Brétigny-sur-Orge : les juges d’instruction ordonnent un complément d’expertise

La SNCF, qui juge trop sévère le rapport des experts judiciaires de la Cour d’appel de Douai, en conteste les conclusions. Pour examiner les arguments avancés par la compagnie ferroviaire, les juges d’instruction en charge de l’affaire viennent de commander une nouvelle expertise.

L’enquête menée sur l’accident ferroviaire de Brétigny-sur-Orge (Essonne) rebondit et ne rendra pas son verdict avant de longs mois. Plus d’un an et demi après le déraillement d’un train, le 12 juillet 2013, et l’ouverture d’une enquête pour homicides et blessures involontaires (7 personnes avaient péri et 61 autres avaient été blessées), les juges d’instruction ont en effet ordonné des compléments d’expertise ferroviaire et métallurgique à la demande de la SNCF, révèle RTL. Mise en examen pour ces deux infractions en septembre 2014, celle-ci met en doute la rigueur du travail des experts judiciaires de la Cour d’appel de Douai.
La nouvelle carte abattue par la SNCF était cependant prévisible tant les conclusions du rapport de ces experts, rendu public en juillet 2014, sont sévères. Le rapport estime, d’une part, que le déraillement du train en gare de Brétigny-sur-Orge a été provoqué par le retournement d’une éclisse, sorte d’agrafe métallique de 12 kilos qui maintient deux rails consécutifs. Selon les experts, sur les quatre boulons qui fixaient cette éclisse au rail, trois étaient absents le 12 juillet 2013. D’autre part, sur les causes de cette absence, le rapport vise expressément la défaillance des procédures de maintenance du géant ferroviaire français. Excluant l’acte de malveillance, les experts soulignent un « état de délabrement jamais vu par ailleurs », précisant que « l’armement a péri par fatigue, vibrations, battements, défaut de serrage, usure, etc. Tous dommages relevant de la qualité de la maintenance. ». Plus grave, le rapport indique que « la plupart de ces anomalies étaient connues de la SNCF ou de ses agents sans pour autant qu’ils soient remédiés de façon adéquate. ». Les prescriptions de maintenance sont mises en cause comme inadaptées et insuffisantes.
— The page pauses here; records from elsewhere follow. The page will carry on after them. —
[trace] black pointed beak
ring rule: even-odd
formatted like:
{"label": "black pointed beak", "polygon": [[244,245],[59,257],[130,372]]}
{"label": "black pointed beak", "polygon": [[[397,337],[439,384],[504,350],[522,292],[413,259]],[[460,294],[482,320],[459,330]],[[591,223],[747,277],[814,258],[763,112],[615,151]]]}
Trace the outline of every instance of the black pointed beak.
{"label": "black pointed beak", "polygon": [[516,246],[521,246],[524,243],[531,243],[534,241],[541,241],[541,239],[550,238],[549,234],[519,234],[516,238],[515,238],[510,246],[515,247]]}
Le rapport souligne à ce titre que « les prescriptions de maintenance de la SNCF, complexes, parfois difficiles à interpréter ou à appliquer par des hommes de terrain, n’ont pas été parfaitement respectées (...). Ceci a conduit à une insuffisance de prise en compte et de traitement des anomalies rencontrées ; on notera dans ce sens que de nombreuses observations faites au cours des tournées de surveillance se sont trouvées reportées d’une opération à l’autre, pour finir parfois par disparaître sans pour autant qu’on ait eu la certitude qu’elles aient été traitées. ».

Pas les bons boulons

Face à une argumentation si tranchée, la SNCF n’a donc pas hésité à attaquer le travail des experts, évoquant même des « erreurs » dans sa demande communiquée à l’AFP. La SNCF regrette que « se contentant d’expliquer que les têtes de boulons auraient rompu par fatigue, les experts n’ont fourni aucune explication à l’absence incompréhensible des écrous sur les vis. Pourtant, le dévissage accidentel d’un écrou oxydé est techniquement hautement improbable ». Le raisonnement du groupe tient en deux temps : « soit les pièces placées sous scellés ne sont pas les bonnes, soit les écrous ont été dévissés par une action volontaire ». Pour autant, un porte-parole de la SNCF indique à l’AFP que « des éléments dont nous disposons aujourd’hui, notre conviction c’est que l’acte volontaire n’est pas plausible ». Dès lors, la compagnie ferroviaire en déduit que ce ne sont pas les bons boulons qui ont été mis sous scellés.
Les compléments d’expertise ordonnés par les juges d’instruction permettront ainsi d’examiner la thèse de la SNCF. Les résultats intéresseront sans aucun doute le Réseau ferré de France, en charge de l’aménagement du réseau ferré français, qui a également été mis en examen dans ce dossier pour homicides et blessures involontaires. Depuis l’accident, la réforme ferroviaire votée en août 2014 a entraîné la fusion des deux entités regroupées au sein d’un groupe public ferroviaire comprenant deux établissements « filles ». D’une part, l’exploitant ferroviaire, « SNCF Mobilités » et, d’autre part, le gestionnaire d’infrastructure, « SNCF Réseau ».